Eradication of infection with antibiotic therapy seems to offer more promise, and the results of two clinical trials have provided encouraging, although not conclusive, evidence that antibiotic treatment of adults may prevent gastric carcinogenesis (10, 11). H. pylori is notoriously difficult to treat, and the need to use a multidrug regimen over extended periods, as well as the emergence of resistant organisms, has complicated research and, ultimately, implementation programs aimed at eradication. However, the recent report of the effectiveness of a single-day regimen of combined antibiotic therapy in eradicating infection (12) provides some encouragement that mass treatment programs may be feasible in future.

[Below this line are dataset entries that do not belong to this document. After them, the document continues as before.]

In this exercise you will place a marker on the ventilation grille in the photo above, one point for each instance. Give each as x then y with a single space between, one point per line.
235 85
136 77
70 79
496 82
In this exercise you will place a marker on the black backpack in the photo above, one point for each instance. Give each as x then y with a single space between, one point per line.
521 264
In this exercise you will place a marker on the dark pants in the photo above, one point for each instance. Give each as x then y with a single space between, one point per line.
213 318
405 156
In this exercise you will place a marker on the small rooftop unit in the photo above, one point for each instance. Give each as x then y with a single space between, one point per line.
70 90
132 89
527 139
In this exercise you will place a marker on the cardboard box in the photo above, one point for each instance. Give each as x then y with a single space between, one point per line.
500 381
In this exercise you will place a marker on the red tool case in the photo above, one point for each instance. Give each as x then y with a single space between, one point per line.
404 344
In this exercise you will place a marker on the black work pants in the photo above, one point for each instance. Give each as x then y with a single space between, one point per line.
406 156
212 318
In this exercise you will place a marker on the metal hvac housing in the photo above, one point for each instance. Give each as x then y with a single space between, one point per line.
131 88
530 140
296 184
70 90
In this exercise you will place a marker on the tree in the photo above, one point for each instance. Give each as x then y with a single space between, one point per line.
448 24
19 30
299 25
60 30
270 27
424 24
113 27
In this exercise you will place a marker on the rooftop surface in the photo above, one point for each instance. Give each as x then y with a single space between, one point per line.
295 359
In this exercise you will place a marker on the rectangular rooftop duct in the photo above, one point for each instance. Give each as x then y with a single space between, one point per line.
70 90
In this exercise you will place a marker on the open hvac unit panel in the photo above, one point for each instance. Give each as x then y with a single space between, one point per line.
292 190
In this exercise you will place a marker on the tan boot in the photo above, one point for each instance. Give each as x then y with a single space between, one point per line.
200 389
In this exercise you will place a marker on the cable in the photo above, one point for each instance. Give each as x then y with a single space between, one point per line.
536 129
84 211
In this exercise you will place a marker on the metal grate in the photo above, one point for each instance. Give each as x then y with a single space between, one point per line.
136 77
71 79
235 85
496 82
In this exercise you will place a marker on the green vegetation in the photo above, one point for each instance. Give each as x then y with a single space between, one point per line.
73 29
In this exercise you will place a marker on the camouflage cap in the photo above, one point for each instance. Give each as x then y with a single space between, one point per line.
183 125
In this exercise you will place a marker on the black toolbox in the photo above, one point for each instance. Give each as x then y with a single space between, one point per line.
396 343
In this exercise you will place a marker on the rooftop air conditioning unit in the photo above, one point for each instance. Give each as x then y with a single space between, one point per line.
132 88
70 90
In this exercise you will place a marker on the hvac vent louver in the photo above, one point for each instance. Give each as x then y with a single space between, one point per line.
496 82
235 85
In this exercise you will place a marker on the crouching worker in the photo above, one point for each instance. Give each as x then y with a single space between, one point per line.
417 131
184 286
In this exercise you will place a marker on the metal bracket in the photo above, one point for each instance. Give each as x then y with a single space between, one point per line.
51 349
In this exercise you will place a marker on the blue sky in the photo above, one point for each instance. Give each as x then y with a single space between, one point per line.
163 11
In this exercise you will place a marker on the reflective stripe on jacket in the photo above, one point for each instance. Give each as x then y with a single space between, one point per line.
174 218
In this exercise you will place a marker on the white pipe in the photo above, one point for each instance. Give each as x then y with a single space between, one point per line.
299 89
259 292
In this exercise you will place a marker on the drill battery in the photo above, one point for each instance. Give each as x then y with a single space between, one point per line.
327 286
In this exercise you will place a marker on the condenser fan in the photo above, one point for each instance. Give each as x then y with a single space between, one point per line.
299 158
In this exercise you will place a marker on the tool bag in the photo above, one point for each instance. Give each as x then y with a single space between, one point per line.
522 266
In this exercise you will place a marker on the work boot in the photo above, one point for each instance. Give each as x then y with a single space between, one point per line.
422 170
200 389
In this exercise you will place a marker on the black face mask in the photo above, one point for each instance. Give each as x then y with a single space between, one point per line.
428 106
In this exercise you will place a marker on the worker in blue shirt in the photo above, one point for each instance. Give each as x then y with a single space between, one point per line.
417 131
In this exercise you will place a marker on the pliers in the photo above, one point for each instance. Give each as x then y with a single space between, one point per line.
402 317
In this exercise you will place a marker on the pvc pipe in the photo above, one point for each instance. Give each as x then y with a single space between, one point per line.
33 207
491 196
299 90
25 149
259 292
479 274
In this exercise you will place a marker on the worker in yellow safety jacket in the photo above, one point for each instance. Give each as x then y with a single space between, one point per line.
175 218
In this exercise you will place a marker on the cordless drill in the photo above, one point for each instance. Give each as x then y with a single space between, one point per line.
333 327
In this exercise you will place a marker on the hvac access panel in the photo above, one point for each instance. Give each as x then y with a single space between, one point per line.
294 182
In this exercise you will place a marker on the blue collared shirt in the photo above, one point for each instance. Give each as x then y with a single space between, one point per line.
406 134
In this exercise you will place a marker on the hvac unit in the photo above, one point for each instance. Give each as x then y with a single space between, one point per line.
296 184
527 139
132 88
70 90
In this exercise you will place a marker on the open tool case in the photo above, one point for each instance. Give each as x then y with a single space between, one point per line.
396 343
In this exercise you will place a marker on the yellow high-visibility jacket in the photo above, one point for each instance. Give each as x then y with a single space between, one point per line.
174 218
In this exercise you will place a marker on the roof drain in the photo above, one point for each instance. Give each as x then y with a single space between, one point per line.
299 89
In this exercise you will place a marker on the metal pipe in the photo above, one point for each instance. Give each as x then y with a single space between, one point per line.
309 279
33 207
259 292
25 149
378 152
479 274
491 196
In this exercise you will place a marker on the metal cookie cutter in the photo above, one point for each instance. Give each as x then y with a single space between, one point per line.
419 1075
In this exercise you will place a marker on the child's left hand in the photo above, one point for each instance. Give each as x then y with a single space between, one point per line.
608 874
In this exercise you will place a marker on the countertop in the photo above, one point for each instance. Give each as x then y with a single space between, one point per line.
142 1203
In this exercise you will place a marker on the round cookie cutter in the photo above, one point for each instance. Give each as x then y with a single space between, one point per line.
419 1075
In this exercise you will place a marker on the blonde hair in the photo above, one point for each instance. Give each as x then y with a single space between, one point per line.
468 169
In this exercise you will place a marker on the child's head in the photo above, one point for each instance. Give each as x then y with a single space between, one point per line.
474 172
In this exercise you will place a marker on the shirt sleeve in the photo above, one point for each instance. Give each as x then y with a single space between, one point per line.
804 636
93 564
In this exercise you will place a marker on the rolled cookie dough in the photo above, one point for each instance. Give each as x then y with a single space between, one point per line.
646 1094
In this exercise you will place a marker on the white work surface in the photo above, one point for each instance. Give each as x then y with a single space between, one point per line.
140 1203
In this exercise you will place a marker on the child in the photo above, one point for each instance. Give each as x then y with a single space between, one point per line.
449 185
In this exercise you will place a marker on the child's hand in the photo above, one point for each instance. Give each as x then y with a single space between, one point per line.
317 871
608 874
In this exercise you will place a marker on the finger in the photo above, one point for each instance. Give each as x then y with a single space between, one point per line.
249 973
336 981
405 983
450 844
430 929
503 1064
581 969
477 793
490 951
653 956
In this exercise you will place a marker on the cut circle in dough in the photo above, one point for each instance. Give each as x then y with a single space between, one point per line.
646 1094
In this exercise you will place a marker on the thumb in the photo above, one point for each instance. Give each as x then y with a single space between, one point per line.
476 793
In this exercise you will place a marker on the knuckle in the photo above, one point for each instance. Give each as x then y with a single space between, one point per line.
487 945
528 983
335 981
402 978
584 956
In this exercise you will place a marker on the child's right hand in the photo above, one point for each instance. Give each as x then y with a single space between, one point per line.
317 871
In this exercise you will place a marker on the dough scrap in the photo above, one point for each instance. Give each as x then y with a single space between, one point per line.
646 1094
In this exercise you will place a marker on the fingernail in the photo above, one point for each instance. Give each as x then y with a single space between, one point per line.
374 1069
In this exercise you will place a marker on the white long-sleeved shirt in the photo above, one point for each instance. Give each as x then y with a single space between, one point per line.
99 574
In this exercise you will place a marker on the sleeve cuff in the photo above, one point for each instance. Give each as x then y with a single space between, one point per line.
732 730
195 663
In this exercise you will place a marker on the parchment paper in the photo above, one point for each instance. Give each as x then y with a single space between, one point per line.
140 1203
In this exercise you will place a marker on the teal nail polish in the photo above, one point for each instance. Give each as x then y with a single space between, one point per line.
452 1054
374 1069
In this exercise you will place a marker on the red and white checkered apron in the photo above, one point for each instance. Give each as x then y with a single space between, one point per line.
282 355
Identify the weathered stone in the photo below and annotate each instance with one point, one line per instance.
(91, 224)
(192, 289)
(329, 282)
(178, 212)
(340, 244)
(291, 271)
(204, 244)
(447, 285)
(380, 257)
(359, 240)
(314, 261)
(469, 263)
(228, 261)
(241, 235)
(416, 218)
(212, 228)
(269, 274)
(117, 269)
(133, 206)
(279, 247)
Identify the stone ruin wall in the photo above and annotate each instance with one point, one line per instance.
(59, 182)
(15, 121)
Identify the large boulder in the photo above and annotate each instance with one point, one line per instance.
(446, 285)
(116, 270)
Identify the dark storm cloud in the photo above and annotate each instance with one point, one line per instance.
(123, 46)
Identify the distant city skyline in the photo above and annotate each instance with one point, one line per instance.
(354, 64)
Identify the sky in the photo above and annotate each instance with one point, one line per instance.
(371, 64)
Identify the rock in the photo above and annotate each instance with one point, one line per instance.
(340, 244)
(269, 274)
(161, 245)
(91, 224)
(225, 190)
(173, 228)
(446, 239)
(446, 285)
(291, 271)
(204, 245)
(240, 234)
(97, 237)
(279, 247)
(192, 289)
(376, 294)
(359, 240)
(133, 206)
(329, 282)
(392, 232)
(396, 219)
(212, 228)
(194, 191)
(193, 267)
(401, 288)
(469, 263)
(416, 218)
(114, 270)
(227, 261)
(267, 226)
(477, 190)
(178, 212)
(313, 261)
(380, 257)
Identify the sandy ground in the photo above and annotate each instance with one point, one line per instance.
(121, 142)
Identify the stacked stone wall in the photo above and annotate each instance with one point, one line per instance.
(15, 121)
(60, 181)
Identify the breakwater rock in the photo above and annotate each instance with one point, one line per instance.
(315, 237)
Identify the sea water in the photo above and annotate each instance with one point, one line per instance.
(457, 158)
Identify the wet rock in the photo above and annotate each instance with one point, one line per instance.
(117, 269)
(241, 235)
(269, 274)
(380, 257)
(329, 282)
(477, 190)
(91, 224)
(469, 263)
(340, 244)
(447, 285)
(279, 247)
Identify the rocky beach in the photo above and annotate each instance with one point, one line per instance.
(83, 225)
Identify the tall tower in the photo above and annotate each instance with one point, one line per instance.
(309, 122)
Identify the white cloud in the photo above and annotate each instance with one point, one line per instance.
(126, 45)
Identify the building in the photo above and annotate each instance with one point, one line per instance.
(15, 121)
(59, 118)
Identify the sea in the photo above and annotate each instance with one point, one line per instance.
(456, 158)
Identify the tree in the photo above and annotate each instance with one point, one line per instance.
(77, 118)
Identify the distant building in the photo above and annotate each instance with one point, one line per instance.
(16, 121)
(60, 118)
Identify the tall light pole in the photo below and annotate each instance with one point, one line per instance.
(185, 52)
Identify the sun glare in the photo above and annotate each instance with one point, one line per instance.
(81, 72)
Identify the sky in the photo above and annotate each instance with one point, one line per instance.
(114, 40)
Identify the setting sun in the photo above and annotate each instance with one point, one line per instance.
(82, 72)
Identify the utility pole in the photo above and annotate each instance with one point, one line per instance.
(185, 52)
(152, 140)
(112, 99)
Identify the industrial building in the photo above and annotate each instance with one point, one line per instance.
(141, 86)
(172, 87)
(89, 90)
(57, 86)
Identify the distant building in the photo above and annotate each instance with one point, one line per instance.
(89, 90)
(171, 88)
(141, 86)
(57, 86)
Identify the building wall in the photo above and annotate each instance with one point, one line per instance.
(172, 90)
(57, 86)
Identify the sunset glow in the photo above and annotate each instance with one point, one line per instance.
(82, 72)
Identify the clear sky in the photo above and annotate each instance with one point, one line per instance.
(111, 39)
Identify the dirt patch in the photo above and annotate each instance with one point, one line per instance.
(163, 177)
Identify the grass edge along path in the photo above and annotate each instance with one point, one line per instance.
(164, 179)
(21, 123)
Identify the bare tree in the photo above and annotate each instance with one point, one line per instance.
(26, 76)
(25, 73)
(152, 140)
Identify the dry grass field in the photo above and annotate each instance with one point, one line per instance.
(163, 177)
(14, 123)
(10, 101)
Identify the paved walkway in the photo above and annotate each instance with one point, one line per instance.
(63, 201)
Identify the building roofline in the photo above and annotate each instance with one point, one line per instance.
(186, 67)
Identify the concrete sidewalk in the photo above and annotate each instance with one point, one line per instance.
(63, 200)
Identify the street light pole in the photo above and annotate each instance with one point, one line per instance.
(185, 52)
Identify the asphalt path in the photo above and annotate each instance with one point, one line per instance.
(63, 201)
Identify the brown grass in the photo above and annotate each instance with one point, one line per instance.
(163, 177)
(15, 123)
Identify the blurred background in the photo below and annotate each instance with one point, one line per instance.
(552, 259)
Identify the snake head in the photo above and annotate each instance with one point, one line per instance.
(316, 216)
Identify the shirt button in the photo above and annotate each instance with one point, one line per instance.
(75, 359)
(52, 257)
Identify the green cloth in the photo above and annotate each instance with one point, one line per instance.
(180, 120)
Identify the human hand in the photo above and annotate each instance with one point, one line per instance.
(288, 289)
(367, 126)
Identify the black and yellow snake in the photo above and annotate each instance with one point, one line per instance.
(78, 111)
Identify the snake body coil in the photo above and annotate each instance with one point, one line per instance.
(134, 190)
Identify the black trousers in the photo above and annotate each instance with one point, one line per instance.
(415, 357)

Towards this end, investigators in the Southwest Oncology Group and several comprehensive cancer centers (e.g., Fred Hutchinson Cancer Research Center, Arizona Cancer Center, Lee Moffitt Cancer Center, Memorial Sloan Kettering Cancer Center) are now exploring the possibility of conducting randomized trials of antibiotic therapy for cancer prevention that would involve tens of thousands of patients followed for ≥10 years in China and in Latin America.
As the reviews in this issue so well illustrate, much has been accomplished since the initial description of H. pylori two decades ago (13), but much also remains to be done. Let's do it!